Additionally, the Pakistan Air Force may be on the verge of a major ecosystem upgrade, with defense security in Asia reporting this month, along with the J-35, Pakistan may purchase the KJ-500 AWACS and HQ-19 air defense systems, improving its Chinese-made kill chain but at the same time deepening its dependence on Chinese military equipment.

China has positioned J-20 stealth fighters at Shigatse Air Base in Tibetnear the disputed Himalayan border with India. These planes are less than 160 kilometers from India’s Sikkim border and the Siliguri Corridor.

Taken together, these developments could erode India’s traditional qualitative advantage in the air domain.
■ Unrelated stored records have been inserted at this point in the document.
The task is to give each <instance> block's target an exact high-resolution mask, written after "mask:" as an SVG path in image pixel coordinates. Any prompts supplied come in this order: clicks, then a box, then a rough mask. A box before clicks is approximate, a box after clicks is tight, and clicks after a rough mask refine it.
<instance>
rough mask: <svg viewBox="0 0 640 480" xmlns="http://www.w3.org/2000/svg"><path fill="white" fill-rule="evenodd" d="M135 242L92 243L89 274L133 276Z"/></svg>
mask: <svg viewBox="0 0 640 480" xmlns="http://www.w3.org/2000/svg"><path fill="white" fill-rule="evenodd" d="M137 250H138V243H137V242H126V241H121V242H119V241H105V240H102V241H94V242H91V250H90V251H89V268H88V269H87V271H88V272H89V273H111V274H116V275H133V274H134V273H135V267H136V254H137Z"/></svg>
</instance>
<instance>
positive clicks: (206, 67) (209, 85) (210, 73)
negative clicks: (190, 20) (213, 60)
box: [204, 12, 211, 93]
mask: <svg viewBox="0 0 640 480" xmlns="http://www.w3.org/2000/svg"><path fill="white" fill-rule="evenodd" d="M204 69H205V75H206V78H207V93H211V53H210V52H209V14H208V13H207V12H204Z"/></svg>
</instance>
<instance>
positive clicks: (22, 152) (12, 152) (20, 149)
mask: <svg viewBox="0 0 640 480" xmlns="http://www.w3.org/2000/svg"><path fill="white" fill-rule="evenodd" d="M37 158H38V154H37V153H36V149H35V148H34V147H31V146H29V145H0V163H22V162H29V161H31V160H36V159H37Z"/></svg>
In addition, India may not have enough fighter jets for its needs, with the International Institute for Strategic Studies (IISS) pointing to February 2026 that the Indian Air Force has around 29 fighter and ground attack squadrons, well below the minimum target of 42 fighter squadrons.

However, the question remains whether Russia can produce enough Su-57s to meet India’s needs. Peter Suciu points out in January 2026 ITEM to The National Interest (TNI) that as of that date, Russia appears to have only 32 Su-57 units, including prototypes and non-combat models – far short of its stated goal of having 76 units by 2027-2028.

Suciu says shipments have fallen due to supply chain and financing constraints. He mentions that, at a price of $100 million per plane, Russia has sought foreign buyers to subsidize the costs of the plane.

However, Ukraine’s deep blows to Russia have destroyed two Su-57s on the ground in April 2026, AND a fire in the same month at the Komsomolsk-on-Amur plant, production of critical aircraft composite materials could further slow already low production rates by disrupting key supply chain nodes.

Moreover, India’s long-standing preference for Russian weapons appears to be undergoing a significant structural change. Multiple datasets from STOCKHOLM INTERNATIONAL LAW peace research Institute (SIPRI) show that while Russia remained India’s top supplier from 2017 to 2025 – accounting for 46% of Indian imports in 2017–21, 45% in 2018–22, 36% in 2019–23 and 40% in 2021–25 – the overall volume has declined.

This decline comes from the expansion of India’s domestic defense production and a deliberate strategy to diversify its supplier base.

Driven by ongoing geopolitical tensions with China and Pakistan, India is shifting towards Western suppliers, placing major new and planned orders with France, Israel and the US rather than Russia.

Moreover, Russia’s export capacity faces long-term constraints due to trade sanctions, international pressure and the mandate to prioritize its domestic military needs after the invasion of Ukraine in 2022. Consequently, two-thirds of Russia’s shrinking global arms exports are now concentrated in just three countries: India, China and Kazakhstan.

The Su-57 could offer India a faster path to fifth-generation capability, but it remains unclear whether Russia can reliably supply the aircraft in the numbers India requires — or whether doing so would come at the expense of India’s long-term quest for defense self-sufficiency.